Cerebrum, texte mise en scène et jeu d’Yvain Juillard
Cerebrum, texte mise en scène et jeu d’Yvain Juillard
Connaissons-nous notre cerveau ? Matière grise réservée à l’intelligence, matière blanche ramollie ? «Grouille-toi le mou.» dit un personnage de Colette, ce qui signifie selon l’occasion: «Agite tes neurones. » ou « Bouge tes fesses. » Notre acteur-conférencier nous fera comprendre que ces actions ne sont pas si éloignées l’une de l’autre, dans la production inestimable de notre cerveau. L’Homme pourra-t-il augmenter son activité et son efficacité ? Pourra-t-il s’ «augmenter» grâce à l’intelligence artificielle? Hum, il a déjà beaucoup à faire avec ce que notre organe « naturel » fabrique tous les jours. L’homme augmenté est aussi, quelque part, diminué. Et puis, qui est-il ? Un Moi, un Lui ou un plusieurs ?

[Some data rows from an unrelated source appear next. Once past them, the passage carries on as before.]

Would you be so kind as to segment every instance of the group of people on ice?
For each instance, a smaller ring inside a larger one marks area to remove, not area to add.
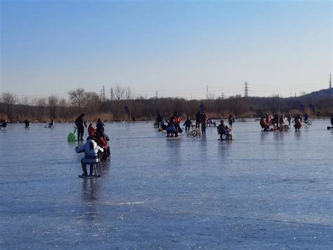
[[[195,115],[195,125],[192,123],[190,117],[188,116],[185,120],[183,126],[185,127],[185,131],[190,131],[191,127],[195,127],[195,129],[200,129],[202,135],[206,134],[206,127],[207,126],[216,126],[216,123],[212,118],[208,118],[208,115],[205,111],[198,111]],[[221,124],[218,126],[218,135],[226,135],[228,134],[227,139],[232,139],[231,136],[231,127],[233,127],[233,123],[235,123],[235,119],[232,115],[229,115],[228,118],[229,127],[224,125],[224,122],[221,120]],[[166,120],[166,125],[164,124],[164,120],[163,117],[159,113],[156,117],[156,121],[155,126],[156,127],[161,127],[162,130],[166,131],[167,137],[176,137],[179,135],[181,135],[183,130],[181,128],[181,118],[178,112],[175,112],[174,115],[170,118]]]
[[[308,123],[309,120],[308,117],[308,114],[305,113],[303,115],[303,122]],[[285,119],[286,118],[289,123],[288,125],[285,124]],[[292,121],[293,118],[294,120]],[[265,113],[265,114],[261,115],[260,120],[260,125],[263,131],[285,131],[289,129],[289,126],[290,126],[292,123],[294,123],[294,127],[295,128],[295,131],[299,131],[302,127],[302,117],[298,113],[292,116],[290,112],[288,113],[287,117],[285,116],[284,114],[279,115],[276,113],[274,115],[271,115],[268,114],[268,113]]]
[[[84,120],[84,114],[81,113],[76,120],[75,125],[77,127],[77,140],[83,141],[84,127],[87,127]],[[105,133],[105,125],[98,119],[96,123],[96,127],[93,127],[91,123],[88,126],[89,136],[86,138],[86,143],[80,146],[77,146],[75,151],[77,153],[84,152],[84,156],[81,160],[83,174],[82,177],[88,176],[86,165],[90,165],[90,176],[93,176],[93,165],[105,161],[111,155],[110,146],[107,142],[110,140],[107,135]]]

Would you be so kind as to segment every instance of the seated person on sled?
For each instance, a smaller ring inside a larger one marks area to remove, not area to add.
[[[174,127],[174,122],[171,119],[168,121],[166,125],[166,137],[178,137],[177,130]]]
[[[260,119],[260,125],[263,131],[269,131],[269,123],[267,123],[267,120],[265,120],[263,116],[261,116]]]
[[[90,175],[93,175],[93,165],[100,162],[98,157],[98,151],[103,152],[104,151],[100,146],[97,145],[97,143],[93,140],[93,137],[88,137],[86,142],[84,145],[77,146],[75,148],[77,153],[84,152],[84,156],[81,160],[81,165],[82,165],[82,170],[84,171],[82,175],[88,176],[86,171],[86,165],[90,165]]]
[[[97,145],[100,146],[104,149],[103,152],[100,152],[101,154],[101,159],[102,161],[106,160],[107,157],[109,157],[111,155],[111,153],[110,152],[110,146],[107,145],[107,142],[105,142],[104,138],[101,137],[99,134],[96,134],[94,137],[93,139],[95,142],[96,142]]]

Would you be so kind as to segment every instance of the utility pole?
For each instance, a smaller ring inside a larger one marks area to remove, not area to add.
[[[248,85],[247,82],[245,82],[245,88],[244,89],[244,97],[249,97],[249,85]]]
[[[331,90],[331,99],[332,99],[332,73],[329,73],[329,89]]]

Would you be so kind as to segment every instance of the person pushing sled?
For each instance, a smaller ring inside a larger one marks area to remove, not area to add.
[[[84,152],[84,156],[81,159],[81,165],[82,166],[82,170],[84,171],[81,175],[79,175],[79,177],[100,177],[97,173],[97,165],[100,163],[100,157],[98,152],[103,153],[104,151],[97,143],[93,140],[93,137],[88,137],[86,142],[84,145],[81,146],[77,146],[75,148],[77,153]],[[90,165],[90,174],[88,175],[86,170],[86,165]]]

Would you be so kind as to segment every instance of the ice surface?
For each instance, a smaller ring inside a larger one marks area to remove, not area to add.
[[[0,131],[0,248],[332,249],[333,130],[234,124],[235,140],[107,123],[112,158],[80,179],[72,125]]]

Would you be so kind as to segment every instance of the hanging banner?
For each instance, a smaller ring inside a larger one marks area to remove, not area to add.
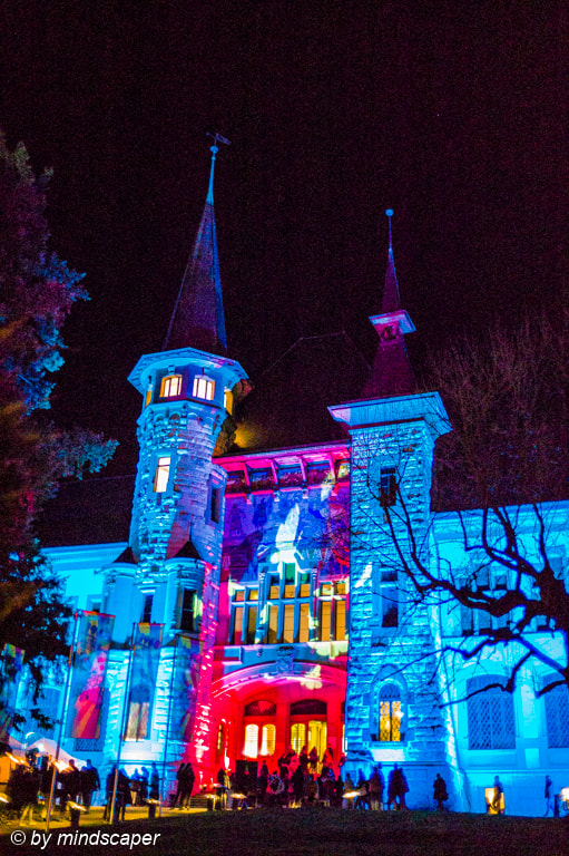
[[[23,654],[21,648],[7,642],[2,650],[2,667],[0,672],[0,740],[8,739],[8,732],[13,722],[20,672]]]
[[[164,624],[136,626],[125,740],[146,740],[150,737],[163,629]]]
[[[173,740],[189,741],[196,713],[202,642],[189,636],[178,636],[176,644],[170,736]]]
[[[84,612],[73,653],[68,736],[97,740],[100,736],[105,674],[114,615]]]

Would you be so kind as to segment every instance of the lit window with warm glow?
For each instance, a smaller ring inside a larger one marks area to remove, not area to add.
[[[175,398],[182,392],[182,374],[167,374],[161,379],[160,398]]]
[[[155,494],[164,494],[164,492],[168,487],[169,477],[170,477],[169,457],[158,458],[158,464],[156,466],[156,474],[154,477]]]
[[[243,747],[243,755],[246,758],[257,757],[257,742],[258,742],[258,726],[246,726],[245,728],[245,746]]]
[[[194,378],[194,398],[200,398],[204,401],[213,401],[215,393],[215,380],[206,378],[205,374],[198,374]]]
[[[401,741],[401,693],[394,683],[380,691],[380,733],[382,742]]]
[[[275,726],[263,726],[261,729],[261,752],[259,755],[274,755],[276,746]]]
[[[295,722],[291,726],[291,747],[296,755],[301,753],[303,746],[306,743],[306,726],[304,722]]]

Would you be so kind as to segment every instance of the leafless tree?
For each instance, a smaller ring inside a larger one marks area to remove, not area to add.
[[[430,388],[452,431],[436,444],[431,509],[413,493],[412,449],[392,442],[390,483],[369,467],[384,573],[435,607],[445,653],[464,661],[508,648],[509,674],[494,685],[512,691],[538,662],[538,696],[569,685],[567,342],[567,324],[545,319],[438,356]],[[380,446],[367,456],[385,456]],[[356,548],[369,524],[355,526]]]

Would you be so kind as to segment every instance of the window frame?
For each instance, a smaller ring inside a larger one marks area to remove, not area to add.
[[[202,387],[204,388],[202,391]],[[192,382],[192,397],[199,401],[213,401],[215,399],[215,380],[207,374],[195,374]]]
[[[160,380],[160,398],[179,398],[182,395],[183,376],[178,372],[165,374]],[[173,391],[171,387],[175,387]]]

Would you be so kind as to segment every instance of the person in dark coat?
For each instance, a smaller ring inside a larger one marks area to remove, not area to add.
[[[176,806],[178,806],[179,808],[183,807],[185,769],[186,769],[186,765],[183,762],[180,763],[176,772],[176,796],[174,797],[174,802],[171,804],[173,808],[176,808]]]
[[[449,799],[449,795],[447,792],[447,782],[440,772],[436,774],[436,778],[433,781],[433,798],[436,802],[436,810],[444,811],[443,802]]]
[[[99,774],[91,763],[91,759],[87,759],[87,763],[79,774],[81,785],[81,797],[87,814],[91,808],[92,795],[100,788]]]
[[[184,770],[184,777],[183,777],[183,788],[182,788],[182,807],[183,808],[189,807],[195,781],[196,781],[196,774],[194,772],[194,768],[192,763],[188,761],[186,763],[186,769]]]
[[[298,769],[298,768],[296,768]],[[265,802],[265,794],[268,787],[268,767],[267,762],[263,761],[257,779],[258,801],[261,805]]]

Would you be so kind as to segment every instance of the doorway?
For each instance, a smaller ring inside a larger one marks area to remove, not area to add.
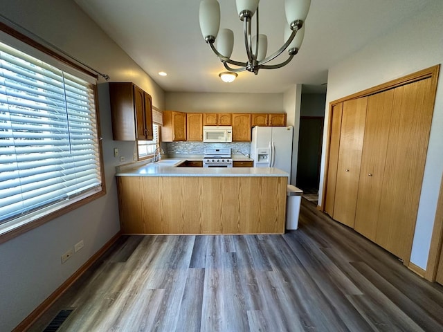
[[[318,193],[324,120],[323,116],[300,118],[296,185],[307,197]]]

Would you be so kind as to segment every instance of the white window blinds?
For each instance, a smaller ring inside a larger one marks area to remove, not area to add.
[[[0,223],[101,190],[93,86],[0,43]]]

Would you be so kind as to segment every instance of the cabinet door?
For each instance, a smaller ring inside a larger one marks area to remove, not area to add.
[[[134,88],[130,82],[109,83],[109,99],[114,140],[135,140]]]
[[[203,116],[201,113],[186,113],[187,140],[203,140]]]
[[[134,86],[134,107],[136,116],[136,138],[146,140],[147,132],[145,124],[145,94],[136,85]]]
[[[233,141],[251,142],[251,114],[233,115]]]
[[[252,127],[254,126],[267,126],[268,115],[261,113],[254,113],[252,115]]]
[[[172,140],[186,140],[186,113],[172,112]]]
[[[331,133],[329,138],[329,153],[327,165],[327,179],[326,183],[326,199],[325,212],[334,216],[335,188],[337,181],[337,165],[338,164],[338,150],[340,148],[340,131],[341,130],[341,116],[343,104],[334,105],[332,109]]]
[[[354,228],[368,97],[343,102],[334,219]]]
[[[216,113],[203,113],[203,125],[204,126],[217,126],[218,119]]]
[[[144,93],[145,97],[145,127],[146,129],[146,140],[154,139],[154,130],[152,129],[152,98],[148,93]]]
[[[230,126],[232,124],[230,113],[219,113],[217,115],[217,125]]]
[[[395,89],[376,242],[409,261],[434,109],[431,79]]]
[[[391,89],[368,100],[354,229],[373,241],[379,220],[393,98],[394,90]]]
[[[269,114],[269,126],[284,127],[286,126],[286,114]]]

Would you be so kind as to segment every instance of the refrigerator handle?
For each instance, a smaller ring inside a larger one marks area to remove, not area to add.
[[[272,142],[269,141],[269,167],[272,167]]]
[[[273,141],[272,142],[272,148],[271,149],[271,167],[273,167],[274,164],[275,163],[275,145],[274,145]]]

Trêve de plaisanteries, ce scientifique et comédien, a entrepris de nous faire découvrir la vraie vie du cerveau et commence par une illusion d’optique. Qui est le magicien ? Pas lui mais nous dont la mémoire fulgurante définit, voit un objet, le nomme avant de l’avoir regardé vraiment pour ce qu’il est, matériellement. C.Q.F.D. Ah ! La matière… Yvain Juillard rappelle qu’elle est faite d’énergie et d’ions en perpétuelle agitation. Rien de solide, que du mouvement: infiniment petit et très vif.
À quoi se fier? Il nous donne le vertige avec les connexions infinies, à l’instar des espaces intersidéraux et de l’univers, que créent synapse et neurones. A l’écouter, nous entendons le vertige que ressentait Blaise Pascal (voir le texte sur les deux infinis dans Les Pensées, une œuvre posthume (1670). Avec plus de plaisir à la découverte (même si nous connaissions déjà les synapses), que d’angoisse métaphysique.
Nous assistons donc à une conférence passionnante sur la nature et les capacités du cerveau. À coup de tableaux blancs ou noirs, schémas et projections, notre maître nous joue en direct ce paradoxe : présenter des images pour démontrer qu’aucune image n’est fiable. Plutôt qu’un illusionniste, il est un «désillusionniste. » Et il a baptisé sa compagnie: Les Faiseurs de réalité. Signifiant ainsi clairement que la réalité ne va pas de soi. Il nous rappelle, entre autres, que la science ne dit pas la vérité, non à un sens qui ferait plaisir aux complotistes et aux croyants en l’irrationnel, mais à celui où la vérité scientifique est toujours sa propre cible, inlassablement. La science va de l’avant, sans effacer ses traces derrière elle. De ce spectacle-conférence à la fois insolite et passionnant, nous ressortons instruits, réveillés intellectuellement, mais en manque de théâtre. Pourtant Yvain Juillard nous en donne, par exemple en mimant une personne chez qui le cerveau lésé a déformé le sens de l’espace. Et s’il y a une chose importante au théâtre, c’est bien cela. Ou il en dessine à grands coups de pinceau, l’image et les autoroutes nerveuses qui le prolongent.
Mais l’enjeu de Cerebrum est clair : créer un antidote aux préjugés et une effraction des certitudes. Ce spécialiste des neurosciences qui s’adresse à nous, est aussi comédien, entre autres chez Joël Pommerat : une bonne école pour « déjouer » et s’en tenir à une stricte justesse. Il nous parle doucement, volontairement à la limite de l’audible : ce qui nous incite à tendre l’oreille, et donc à lui prêter attention. Un bon point: cela nous repose des démonstrations tonitruantes de certains conférenciers-acteurs.
Mais peut-être Yvain Juillard devrait-il nous lâcher un instant. Sa quête permanente de notre écoute, qui lui est pourtant assurée, ne nous laisse plus de place. Manque ici une attente quand, par exemple, il annonce une action qui aurait pu être transgressive. L’ambition louable de ne pas «faire théâtre » et de rester ainsi au plus près du vrai, nous laisse en position d’écoliers. Nous ne nous en plaindrons quand même pas trop: nous avons eu le cerveau gentiment étrillé, l’humour agréablement partagé et le cœur allégé par ce «gai savoir». Le théâtre de la Reine Blanche réussit son pari de marier la Science et le Théâtre. Mais sur la photo, la mariée prend sans doute un peu plus de place que le marié…
Christine Friedel
Théâtre de la Reine Blanche, 2 bis passage Ruelle, Paris ( XVIII ème), jusqu’au 19 juin. T. : 01 40 05 06 96.
Festival d’Avignon, du 7 au 25 juillet.